[
https://issues.apache.org/jira/browse/AVRO-792?page=com.atlassian.jira.plugin.system.issuetabpanels:comment-tabpanel&focusedCommentId=13015590#comment-13015590
]
Scott Carey commented on AVRO-792:
----------------------------------
-1
This patch drops performance of GenericDatumReader by a factor of 3 to 5. The
portion of time that is in GenericDatumReader and not BinaryDecoder has
increased by up to a factor of 8.
Perf.java results with JVM args: -Xmx256 -Xms256 -server -XX:+UseParallelGC
-XX:+UseCompressedOops
and params: -nowrite -generic -generic-onetime
before:
{code}
Executing tests:
[GenericTest, GenericNested, GenericNestedFake, GenericWithDefault,
GenericWithOutOfOrder, GenericWithPromotion, GenericOneTimeDecoderUse,
GenericOneTimeReaderUse, GenericOneTimeUse]
readTests:true
writeTests:false
cycles=800
test name time M entries/sec M bytes/sec
bytes/cycle
GenericRead: 5054 ms 3.297 127.953 808498
GenericNested_Read: 7701 ms 2.164 83.980 808498
GenericNestedFake_Read: 2869 ms 5.809 225.433 808498
GenericWithDefault_Read: 8993 ms 1.853 71.922 808498
GenericWithOutOfOrder_Read: 5051 ms 3.300 128.050 808498
GenericWithPromotion_Read: 5210 ms 3.199 124.132 808498
GenericOneTimeDecoderUse_Read: 5060 ms 3.293 127.804 808498
GenericOneTimeReaderUse_Read: 6433 ms 2.590 100.531 808498
GenericOneTimeUse_Read: 6306 ms 2.643 102.558 808498
{code}
After:
{code}
Executing tests:
[GenericTest, GenericNested, GenericNestedFake, GenericWithDefault,
GenericWithOutOfOrder, GenericWithPromotion, GenericOneTimeDecoderUse,
GenericOneTimeReaderUse, GenericOneTimeUse]
readTests:true
writeTests:false
cycles=800
test name time M entries/sec M bytes/sec
bytes/cycle
GenericRead: 18918 ms 0.881 34.189 808498
GenericNested_Read: 21704 ms 0.768 29.800 808498
GenericNestedFake_Read: 2899 ms 5.747 223.037 808498
GenericWithDefault_Read: 25627 ms 0.650 25.238 808498
GenericWithOutOfOrder_Read: 21413 ms 0.778 30.206 808498
GenericWithPromotion_Read: 21254 ms 0.784 30.432 808498
GenericOneTimeDecoderUse_Read: 18831 ms 0.885 34.346 808498
GenericOneTimeReaderUse_Read: 18650 ms 0.894 34.680 808498
GenericOneTimeUse_Read: 18698 ms 0.891 34.592 808498
{code}
I got a few dozen stack traces while the latter was executing, and the most
common stack traces are:
{noformat}
"main" prio=5 tid=103800800 nid=0x100501000 runnable [100500000]

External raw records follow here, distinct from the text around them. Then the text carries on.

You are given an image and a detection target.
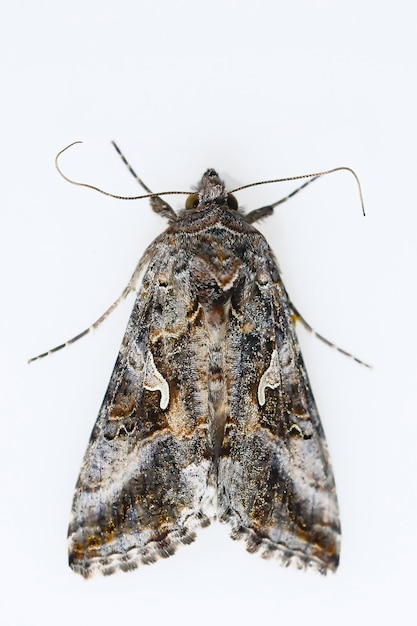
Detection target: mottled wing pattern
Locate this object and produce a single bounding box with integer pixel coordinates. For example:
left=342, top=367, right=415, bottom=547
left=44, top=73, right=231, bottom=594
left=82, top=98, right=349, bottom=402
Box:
left=218, top=235, right=340, bottom=573
left=68, top=236, right=215, bottom=577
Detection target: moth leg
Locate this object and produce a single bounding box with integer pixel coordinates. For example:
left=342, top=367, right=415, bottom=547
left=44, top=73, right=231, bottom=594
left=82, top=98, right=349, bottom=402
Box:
left=244, top=176, right=320, bottom=224
left=291, top=302, right=372, bottom=367
left=112, top=141, right=177, bottom=221
left=28, top=244, right=153, bottom=363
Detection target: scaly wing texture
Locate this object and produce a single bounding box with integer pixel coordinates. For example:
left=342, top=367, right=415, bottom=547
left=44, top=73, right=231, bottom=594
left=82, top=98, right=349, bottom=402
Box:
left=68, top=243, right=215, bottom=577
left=218, top=236, right=340, bottom=573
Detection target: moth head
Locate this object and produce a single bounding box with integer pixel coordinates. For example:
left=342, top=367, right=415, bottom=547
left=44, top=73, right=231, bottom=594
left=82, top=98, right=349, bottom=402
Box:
left=185, top=169, right=238, bottom=211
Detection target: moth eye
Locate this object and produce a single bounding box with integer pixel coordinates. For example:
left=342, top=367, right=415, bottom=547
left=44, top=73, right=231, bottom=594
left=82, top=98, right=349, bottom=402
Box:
left=185, top=193, right=200, bottom=211
left=227, top=193, right=239, bottom=211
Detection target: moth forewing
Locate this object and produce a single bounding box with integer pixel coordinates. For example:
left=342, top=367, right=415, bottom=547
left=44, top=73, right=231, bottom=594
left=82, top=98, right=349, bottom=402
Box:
left=63, top=170, right=340, bottom=577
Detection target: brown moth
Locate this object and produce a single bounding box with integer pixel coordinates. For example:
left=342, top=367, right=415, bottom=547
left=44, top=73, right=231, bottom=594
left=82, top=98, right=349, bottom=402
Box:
left=63, top=158, right=340, bottom=577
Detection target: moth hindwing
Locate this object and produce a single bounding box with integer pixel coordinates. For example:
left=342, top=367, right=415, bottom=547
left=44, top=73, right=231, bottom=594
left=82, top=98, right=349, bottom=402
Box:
left=68, top=170, right=340, bottom=577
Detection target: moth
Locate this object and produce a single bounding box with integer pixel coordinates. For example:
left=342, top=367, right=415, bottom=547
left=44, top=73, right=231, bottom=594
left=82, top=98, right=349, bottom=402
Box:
left=34, top=146, right=362, bottom=577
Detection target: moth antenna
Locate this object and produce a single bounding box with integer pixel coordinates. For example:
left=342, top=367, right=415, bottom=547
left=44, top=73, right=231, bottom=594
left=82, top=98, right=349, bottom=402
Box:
left=111, top=141, right=153, bottom=195
left=291, top=302, right=372, bottom=369
left=230, top=166, right=365, bottom=215
left=55, top=141, right=191, bottom=200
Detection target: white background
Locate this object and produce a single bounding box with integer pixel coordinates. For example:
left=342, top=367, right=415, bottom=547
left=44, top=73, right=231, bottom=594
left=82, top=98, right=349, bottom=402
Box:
left=0, top=0, right=417, bottom=626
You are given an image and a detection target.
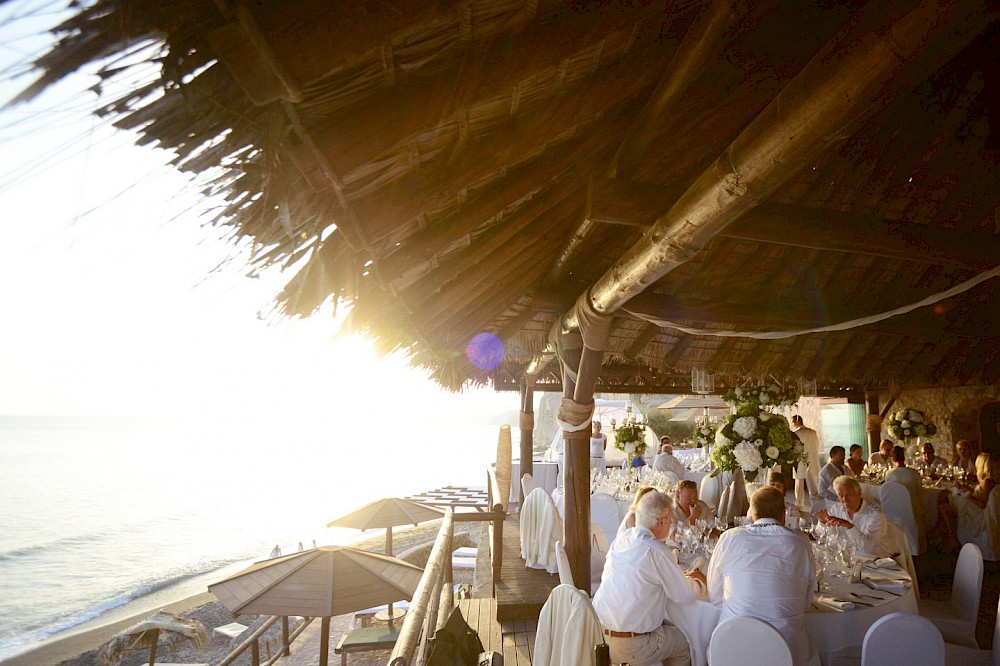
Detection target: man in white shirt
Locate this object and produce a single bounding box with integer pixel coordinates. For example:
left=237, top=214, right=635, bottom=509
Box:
left=816, top=475, right=889, bottom=557
left=653, top=438, right=687, bottom=479
left=792, top=414, right=819, bottom=496
left=708, top=487, right=816, bottom=664
left=819, top=446, right=853, bottom=503
left=868, top=439, right=893, bottom=467
left=594, top=491, right=705, bottom=666
left=674, top=479, right=715, bottom=527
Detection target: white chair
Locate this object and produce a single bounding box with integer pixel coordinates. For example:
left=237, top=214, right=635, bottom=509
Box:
left=520, top=488, right=562, bottom=573
left=917, top=543, right=983, bottom=648
left=958, top=482, right=1000, bottom=562
left=861, top=613, right=945, bottom=666
left=667, top=599, right=722, bottom=666
left=590, top=493, right=621, bottom=543
left=879, top=481, right=927, bottom=555
left=944, top=592, right=1000, bottom=666
left=708, top=617, right=792, bottom=666
left=556, top=541, right=575, bottom=587
left=885, top=521, right=920, bottom=599
left=521, top=472, right=544, bottom=498
left=531, top=585, right=604, bottom=666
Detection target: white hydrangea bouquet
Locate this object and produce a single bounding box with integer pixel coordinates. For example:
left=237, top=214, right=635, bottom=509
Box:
left=712, top=385, right=805, bottom=481
left=885, top=407, right=937, bottom=440
left=691, top=423, right=715, bottom=447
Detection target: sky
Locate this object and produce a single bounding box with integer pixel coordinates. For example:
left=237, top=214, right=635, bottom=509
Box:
left=0, top=2, right=517, bottom=417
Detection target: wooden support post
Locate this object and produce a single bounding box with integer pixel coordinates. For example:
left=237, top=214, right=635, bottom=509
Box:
left=511, top=377, right=535, bottom=506
left=865, top=391, right=879, bottom=455
left=318, top=616, right=330, bottom=666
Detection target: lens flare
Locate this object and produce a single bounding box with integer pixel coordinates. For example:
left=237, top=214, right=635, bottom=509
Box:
left=465, top=333, right=504, bottom=370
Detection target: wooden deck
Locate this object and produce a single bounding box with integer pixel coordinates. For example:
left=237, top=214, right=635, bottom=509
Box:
left=496, top=516, right=559, bottom=622
left=458, top=599, right=538, bottom=666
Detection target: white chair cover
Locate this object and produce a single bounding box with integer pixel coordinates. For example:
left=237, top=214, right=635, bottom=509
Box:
left=918, top=543, right=983, bottom=647
left=879, top=481, right=927, bottom=555
left=861, top=613, right=945, bottom=666
left=531, top=585, right=604, bottom=666
left=944, top=602, right=1000, bottom=666
left=590, top=493, right=621, bottom=543
left=521, top=472, right=544, bottom=497
left=958, top=482, right=1000, bottom=562
left=521, top=488, right=562, bottom=573
left=885, top=521, right=920, bottom=599
left=556, top=541, right=575, bottom=587
left=708, top=617, right=792, bottom=666
left=667, top=599, right=722, bottom=666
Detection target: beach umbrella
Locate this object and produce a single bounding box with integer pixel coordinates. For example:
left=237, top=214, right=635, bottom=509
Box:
left=97, top=611, right=208, bottom=666
left=326, top=497, right=444, bottom=622
left=208, top=546, right=424, bottom=666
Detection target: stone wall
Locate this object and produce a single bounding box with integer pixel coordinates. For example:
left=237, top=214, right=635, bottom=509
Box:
left=879, top=386, right=1000, bottom=460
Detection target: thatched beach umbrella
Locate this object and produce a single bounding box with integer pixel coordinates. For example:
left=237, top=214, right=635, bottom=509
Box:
left=326, top=497, right=444, bottom=622
left=97, top=611, right=208, bottom=666
left=208, top=546, right=424, bottom=666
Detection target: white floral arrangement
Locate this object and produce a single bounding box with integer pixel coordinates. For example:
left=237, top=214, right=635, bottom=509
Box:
left=885, top=407, right=937, bottom=440
left=712, top=405, right=805, bottom=481
left=691, top=423, right=716, bottom=448
left=722, top=383, right=799, bottom=411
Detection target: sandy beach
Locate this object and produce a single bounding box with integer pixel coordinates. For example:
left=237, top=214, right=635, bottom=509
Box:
left=0, top=521, right=482, bottom=666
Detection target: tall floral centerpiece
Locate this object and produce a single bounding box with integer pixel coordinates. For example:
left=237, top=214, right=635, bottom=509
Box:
left=611, top=405, right=647, bottom=467
left=712, top=384, right=805, bottom=481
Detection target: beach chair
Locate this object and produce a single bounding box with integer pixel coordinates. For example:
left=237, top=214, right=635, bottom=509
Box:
left=333, top=623, right=402, bottom=666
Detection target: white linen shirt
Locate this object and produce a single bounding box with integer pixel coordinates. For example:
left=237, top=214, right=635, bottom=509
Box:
left=827, top=500, right=889, bottom=557
left=708, top=518, right=816, bottom=664
left=594, top=526, right=703, bottom=634
left=653, top=453, right=687, bottom=479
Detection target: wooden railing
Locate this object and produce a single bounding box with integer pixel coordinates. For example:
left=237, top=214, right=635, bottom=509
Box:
left=219, top=615, right=313, bottom=666
left=388, top=469, right=507, bottom=666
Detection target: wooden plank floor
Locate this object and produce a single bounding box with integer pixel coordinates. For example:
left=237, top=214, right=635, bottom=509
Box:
left=458, top=598, right=537, bottom=666
left=495, top=516, right=559, bottom=622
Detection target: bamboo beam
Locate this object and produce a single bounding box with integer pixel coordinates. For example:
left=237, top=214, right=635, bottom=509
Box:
left=564, top=0, right=994, bottom=328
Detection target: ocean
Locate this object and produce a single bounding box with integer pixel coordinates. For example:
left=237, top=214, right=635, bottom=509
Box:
left=0, top=412, right=517, bottom=660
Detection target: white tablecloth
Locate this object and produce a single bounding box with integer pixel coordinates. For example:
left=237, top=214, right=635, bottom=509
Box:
left=510, top=460, right=559, bottom=503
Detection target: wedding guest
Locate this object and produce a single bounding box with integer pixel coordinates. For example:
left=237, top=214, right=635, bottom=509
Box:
left=847, top=444, right=865, bottom=476
left=885, top=446, right=924, bottom=528
left=955, top=439, right=978, bottom=479
left=791, top=414, right=822, bottom=495
left=674, top=479, right=715, bottom=525
left=590, top=421, right=608, bottom=472
left=868, top=439, right=893, bottom=467
left=708, top=486, right=816, bottom=664
left=653, top=439, right=687, bottom=479
left=819, top=446, right=851, bottom=502
left=594, top=491, right=705, bottom=666
left=816, top=472, right=889, bottom=557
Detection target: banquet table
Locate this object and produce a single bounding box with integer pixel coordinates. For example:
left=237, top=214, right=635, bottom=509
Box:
left=510, top=460, right=559, bottom=504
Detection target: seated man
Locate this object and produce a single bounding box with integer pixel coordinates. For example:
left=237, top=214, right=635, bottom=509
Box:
left=708, top=486, right=816, bottom=664
left=816, top=475, right=889, bottom=557
left=819, top=446, right=851, bottom=503
left=594, top=491, right=705, bottom=666
left=653, top=437, right=687, bottom=478
left=868, top=439, right=893, bottom=467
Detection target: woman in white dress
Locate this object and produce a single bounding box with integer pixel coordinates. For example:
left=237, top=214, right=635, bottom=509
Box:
left=590, top=421, right=608, bottom=472
left=949, top=452, right=1000, bottom=535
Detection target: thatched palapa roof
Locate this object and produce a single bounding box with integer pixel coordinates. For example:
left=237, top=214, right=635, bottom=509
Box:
left=9, top=0, right=1000, bottom=392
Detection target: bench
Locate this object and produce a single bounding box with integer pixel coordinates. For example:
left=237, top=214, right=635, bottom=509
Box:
left=333, top=626, right=401, bottom=666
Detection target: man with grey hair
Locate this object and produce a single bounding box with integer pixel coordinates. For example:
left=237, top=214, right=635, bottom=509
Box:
left=594, top=491, right=705, bottom=666
left=816, top=475, right=889, bottom=557
left=708, top=487, right=816, bottom=664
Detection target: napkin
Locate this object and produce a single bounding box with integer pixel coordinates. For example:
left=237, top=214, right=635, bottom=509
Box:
left=813, top=596, right=854, bottom=611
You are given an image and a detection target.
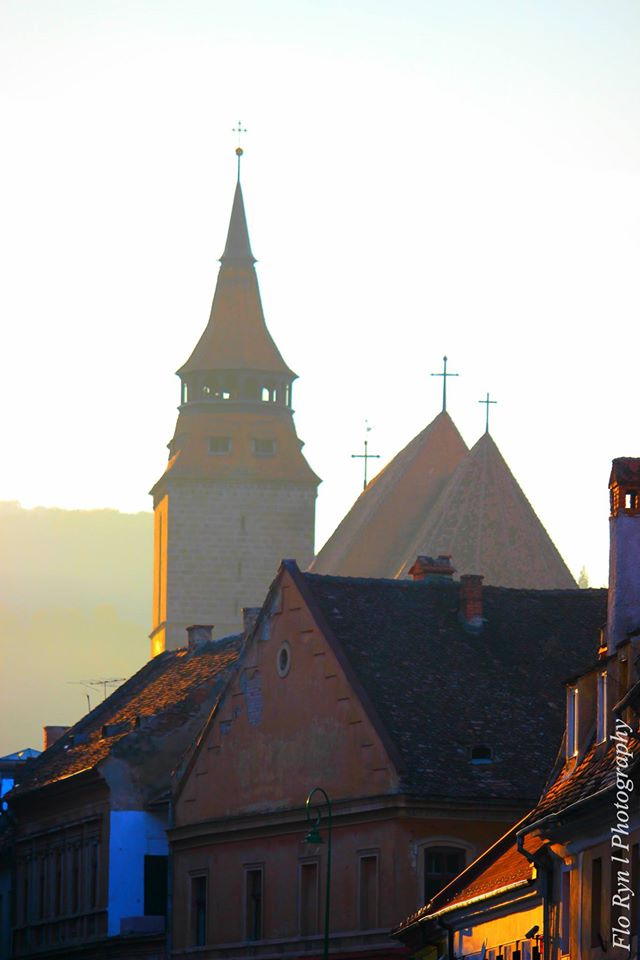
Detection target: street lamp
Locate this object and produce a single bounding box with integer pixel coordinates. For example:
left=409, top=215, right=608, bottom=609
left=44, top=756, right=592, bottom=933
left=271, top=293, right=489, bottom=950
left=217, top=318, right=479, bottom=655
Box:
left=304, top=787, right=331, bottom=960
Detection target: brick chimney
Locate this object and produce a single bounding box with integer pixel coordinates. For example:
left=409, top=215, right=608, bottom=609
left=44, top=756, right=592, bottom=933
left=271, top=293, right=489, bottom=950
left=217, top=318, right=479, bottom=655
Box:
left=409, top=553, right=456, bottom=580
left=42, top=726, right=69, bottom=750
left=242, top=607, right=262, bottom=640
left=187, top=623, right=213, bottom=650
left=607, top=457, right=640, bottom=654
left=460, top=573, right=484, bottom=622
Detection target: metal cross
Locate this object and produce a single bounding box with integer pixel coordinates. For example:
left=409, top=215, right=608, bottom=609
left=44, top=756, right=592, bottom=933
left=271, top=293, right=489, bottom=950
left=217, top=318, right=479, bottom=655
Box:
left=431, top=357, right=458, bottom=413
left=232, top=120, right=247, bottom=183
left=351, top=420, right=380, bottom=490
left=478, top=393, right=498, bottom=433
left=231, top=120, right=247, bottom=146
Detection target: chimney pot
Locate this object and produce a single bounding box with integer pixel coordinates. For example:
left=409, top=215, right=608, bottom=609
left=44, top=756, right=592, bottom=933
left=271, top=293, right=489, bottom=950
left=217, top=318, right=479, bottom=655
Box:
left=42, top=726, right=69, bottom=750
left=409, top=553, right=456, bottom=580
left=187, top=623, right=213, bottom=650
left=460, top=573, right=484, bottom=622
left=242, top=607, right=262, bottom=640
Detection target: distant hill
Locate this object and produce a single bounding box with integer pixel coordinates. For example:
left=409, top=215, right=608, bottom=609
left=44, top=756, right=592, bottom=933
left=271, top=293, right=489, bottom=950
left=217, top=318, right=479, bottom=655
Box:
left=0, top=502, right=153, bottom=756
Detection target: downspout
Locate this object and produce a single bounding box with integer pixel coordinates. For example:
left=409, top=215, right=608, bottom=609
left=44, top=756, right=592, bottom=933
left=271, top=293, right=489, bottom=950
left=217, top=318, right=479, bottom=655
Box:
left=438, top=919, right=455, bottom=960
left=165, top=795, right=175, bottom=960
left=516, top=833, right=553, bottom=960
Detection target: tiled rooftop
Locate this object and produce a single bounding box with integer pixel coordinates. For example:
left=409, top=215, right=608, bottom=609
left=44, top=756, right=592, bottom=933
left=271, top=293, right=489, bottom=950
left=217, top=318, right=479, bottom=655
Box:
left=12, top=636, right=241, bottom=796
left=303, top=574, right=607, bottom=805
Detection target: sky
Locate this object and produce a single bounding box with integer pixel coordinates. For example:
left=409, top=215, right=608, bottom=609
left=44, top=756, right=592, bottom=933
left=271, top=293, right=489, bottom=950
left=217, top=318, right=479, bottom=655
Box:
left=0, top=0, right=640, bottom=586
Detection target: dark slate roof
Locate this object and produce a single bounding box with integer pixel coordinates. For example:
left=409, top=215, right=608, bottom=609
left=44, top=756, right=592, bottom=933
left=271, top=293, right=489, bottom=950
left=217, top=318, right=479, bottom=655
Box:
left=9, top=636, right=242, bottom=799
left=532, top=730, right=640, bottom=821
left=302, top=572, right=607, bottom=805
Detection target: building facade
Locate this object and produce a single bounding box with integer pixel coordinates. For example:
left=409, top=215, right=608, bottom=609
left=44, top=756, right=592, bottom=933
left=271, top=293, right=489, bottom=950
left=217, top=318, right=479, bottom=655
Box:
left=151, top=156, right=319, bottom=655
left=169, top=557, right=606, bottom=960
left=396, top=457, right=640, bottom=960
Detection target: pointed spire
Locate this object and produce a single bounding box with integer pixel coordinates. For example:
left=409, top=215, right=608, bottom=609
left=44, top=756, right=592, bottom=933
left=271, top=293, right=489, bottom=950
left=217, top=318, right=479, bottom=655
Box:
left=177, top=147, right=296, bottom=380
left=220, top=177, right=256, bottom=264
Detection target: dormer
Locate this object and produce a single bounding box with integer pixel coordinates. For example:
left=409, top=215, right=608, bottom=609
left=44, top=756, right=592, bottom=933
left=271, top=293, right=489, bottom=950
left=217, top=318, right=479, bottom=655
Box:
left=607, top=457, right=640, bottom=655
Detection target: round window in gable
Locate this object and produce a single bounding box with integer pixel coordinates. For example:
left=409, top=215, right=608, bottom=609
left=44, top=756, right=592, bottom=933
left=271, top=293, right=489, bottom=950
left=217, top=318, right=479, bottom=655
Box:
left=276, top=640, right=291, bottom=677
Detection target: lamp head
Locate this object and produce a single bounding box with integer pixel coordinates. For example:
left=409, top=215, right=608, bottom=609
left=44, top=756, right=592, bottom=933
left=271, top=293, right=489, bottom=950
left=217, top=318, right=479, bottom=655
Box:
left=304, top=824, right=324, bottom=846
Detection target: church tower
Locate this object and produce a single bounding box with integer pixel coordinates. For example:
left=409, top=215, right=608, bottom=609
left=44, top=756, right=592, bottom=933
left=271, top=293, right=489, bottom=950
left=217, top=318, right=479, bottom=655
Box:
left=151, top=148, right=320, bottom=656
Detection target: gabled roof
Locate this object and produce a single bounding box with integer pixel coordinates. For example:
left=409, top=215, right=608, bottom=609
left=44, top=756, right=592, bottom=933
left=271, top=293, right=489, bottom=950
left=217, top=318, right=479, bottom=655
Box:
left=178, top=182, right=295, bottom=379
left=298, top=558, right=607, bottom=804
left=395, top=816, right=544, bottom=934
left=310, top=412, right=467, bottom=577
left=398, top=433, right=576, bottom=590
left=10, top=636, right=242, bottom=799
left=532, top=729, right=640, bottom=821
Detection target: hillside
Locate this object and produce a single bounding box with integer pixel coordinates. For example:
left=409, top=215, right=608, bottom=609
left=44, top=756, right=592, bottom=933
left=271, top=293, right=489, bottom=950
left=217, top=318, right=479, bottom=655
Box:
left=0, top=502, right=153, bottom=756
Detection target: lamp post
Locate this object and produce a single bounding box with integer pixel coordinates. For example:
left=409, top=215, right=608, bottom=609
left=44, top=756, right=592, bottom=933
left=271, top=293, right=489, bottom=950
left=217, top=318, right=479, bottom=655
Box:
left=304, top=787, right=332, bottom=960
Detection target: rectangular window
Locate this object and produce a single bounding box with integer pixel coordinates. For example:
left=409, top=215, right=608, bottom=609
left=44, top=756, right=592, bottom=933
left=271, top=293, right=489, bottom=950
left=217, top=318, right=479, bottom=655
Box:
left=596, top=670, right=607, bottom=743
left=300, top=863, right=318, bottom=937
left=144, top=854, right=166, bottom=917
left=245, top=867, right=263, bottom=940
left=209, top=437, right=231, bottom=453
left=591, top=857, right=602, bottom=947
left=253, top=437, right=276, bottom=457
left=567, top=687, right=578, bottom=759
left=191, top=876, right=207, bottom=947
left=53, top=848, right=64, bottom=917
left=71, top=843, right=82, bottom=913
left=358, top=853, right=378, bottom=930
left=560, top=870, right=571, bottom=956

java.lang.Thread.State: RUNNABLE
at org.apache.avro.io.Perf$GenericTest.getReader(Perf.java:1087)
at org.apache.avro.io.Perf$GenericTest.readInternal(Perf.java:1110)
at org.apache.avro.io.Perf$BasicTest.readTest(Perf.java:313)
at org.apache.avro.io.Perf.main(Perf.java:210)
"main" prio=5 tid=103800800 nid=0x100501000 runnable [100500000]
java.lang.Thread.State: RUNNABLE
at java.util.Arrays.copyOf(Arrays.java:2734)
at org.apache.avro.io.parsing.Parser.expandStack(Parser.java:66)
at org.apache.avro.io.parsing.Parser.pushProduction(Parser.java:151)
at org.apache.avro.io.parsing.Parser.advance(Parser.java:100)
at
org.apache.avro.io.ResolvingDecoder.readFieldOrder(ResolvingDecoder.java:144)
at
org.apache.avro.generic.GenericDatumReader.readRecord(GenericDatumReader.java:126)
at
org.apache.avro.generic.GenericDatumReader.read(GenericDatumReader.java:102)
at
org.apache.avro.generic.GenericDatumReader.read(GenericDatumReader.java:93)
at org.apache.avro.io.Perf$GenericTest.readInternal(Perf.java:1110)
at org.apache.avro.io.Perf$BasicTest.readTest(Perf.java:313)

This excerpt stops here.